It’s pretty normal for someone to go weeks without looking at their own website. After all, if you know what you put up there, why would you unless you wanted something changed?
Imagine, to your dismay, receiving a phone call or email from a long standing client, troubled by your website. You go on only to see the content on your site altered maliciously and your reputation tarnished, both personally and professionally.
That’s not the time to wish that you had a more secure site.
To know if your site is really secure, ask yourself these questions and if it’s not, we have 4 tools for you.
Is It up to Date?
When a hacker tries to seize control of a site, what they look for is vulnerabilities in your sites code. They can do this in various ways but generally, it doesn’t take them frantically pounding away at a keyboard like they do in the movies.
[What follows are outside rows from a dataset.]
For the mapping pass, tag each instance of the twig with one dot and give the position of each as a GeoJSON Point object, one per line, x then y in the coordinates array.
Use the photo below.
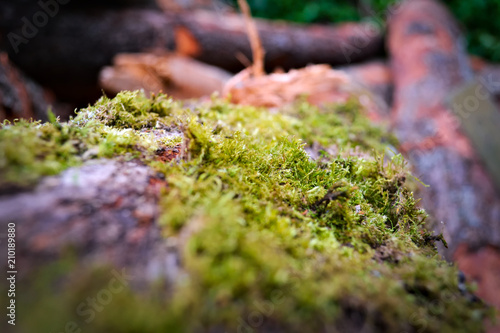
{"type": "Point", "coordinates": [255, 42]}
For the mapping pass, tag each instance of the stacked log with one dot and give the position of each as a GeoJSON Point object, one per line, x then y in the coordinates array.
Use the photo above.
{"type": "Point", "coordinates": [429, 62]}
Just as hackers work against your site, the developers behind your site constantly work to make their code more secure. When developers find an area of weakness, they will send out updates, patches, etc. that fix the issue. If you don’t keep both your site and its plugins up to date, hackers are going to be more likely to exploit those areas.
Does Your Site Use HTTP or HTTPS?
Sites use HTTP by default. It stands for Hypertext Transfer Protocol. HTTPS stands for Hypertext Transfer Protocol Secure. You probably see where I’m going with that.
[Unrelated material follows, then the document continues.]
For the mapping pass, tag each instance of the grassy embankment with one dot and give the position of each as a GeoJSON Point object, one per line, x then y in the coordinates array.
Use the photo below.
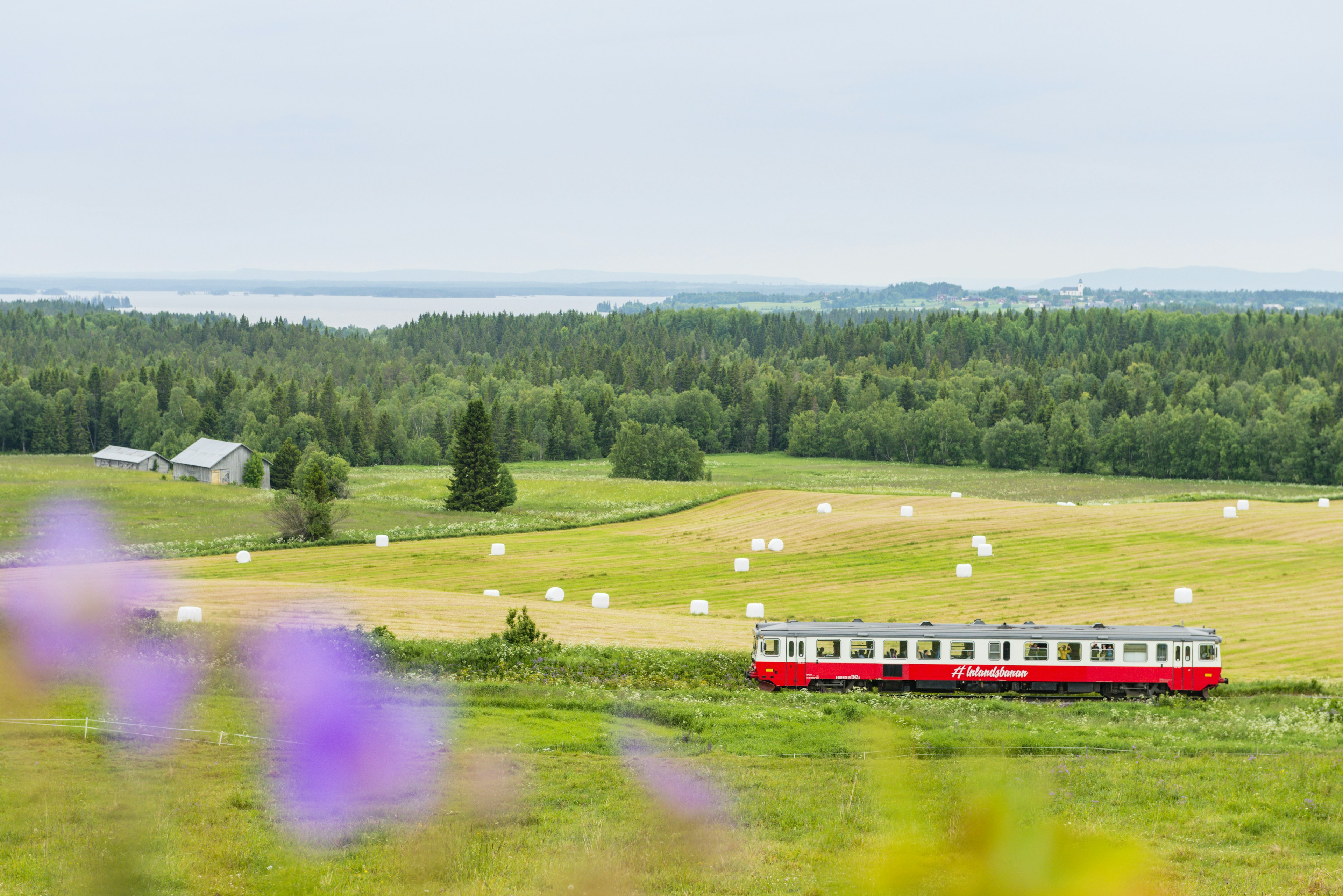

HTTPS is for sites that utilize SSL or Secure Sockets Layer. This means that information that is transferred between the visitor’s browser and the website’s server is encrypted. For someone to decipher the information, they would need the encryption key that is only available on the web server.
SSL certificates are cheap, if not free with most hosting services. If you are utilizing any type of online shopping, HTTPS is a must but overall, it will make your site more secure.
Does Your Site Use Parameterized Queries?
This one is a little more involved but the main idea is this; instead of entering a username and password into a field, hackers can enter bits of code aimed at corrupting systems or retrieving information inside of your website. This process sets “parameters” for what can be entered into a “query”. For more information, check out this article from Microsoft.
How Strong Are Your Passwords?
I can’t believe I’m saying this but in 2018 the most commonly used password is still “123456” followed by answers like “QWERTYUIOP” (which is just the first row of letters on the keyboard.)
Having a company-wide password policy that dictates the strength of passwords will keep your site secure from a would-be-hacker getting access.
So Is Your Website Really Secure?
Ask yourself these questions and you will get your answer. There’s no one-sided answer to your security and as threats continue to evolve, your security will need to evolve with it. If you are questioning your security, check out these tools.
Wordfence – Firewall and Malware Security
At over 2 million downloads, Wordfence is one of the highest rated security plugins for WordPress and has over 2 million active installations. Wordfence’s free plugin blocks malicious traffic going to your site and their premium version offers more robust features.
VIP Scanner scans the code of your site, including all themes and files you may use to identify any potential security loopholes that may leave you vulnerable.
iThemes bans users that have previously attacked other sites by blocking their IP address.
This plugin protects websites from injection-related attacks. At over 90,000 downloads and a perfect 5/5 in reviews, this is a simple but comprehensive solution with a BBQ Pro version available.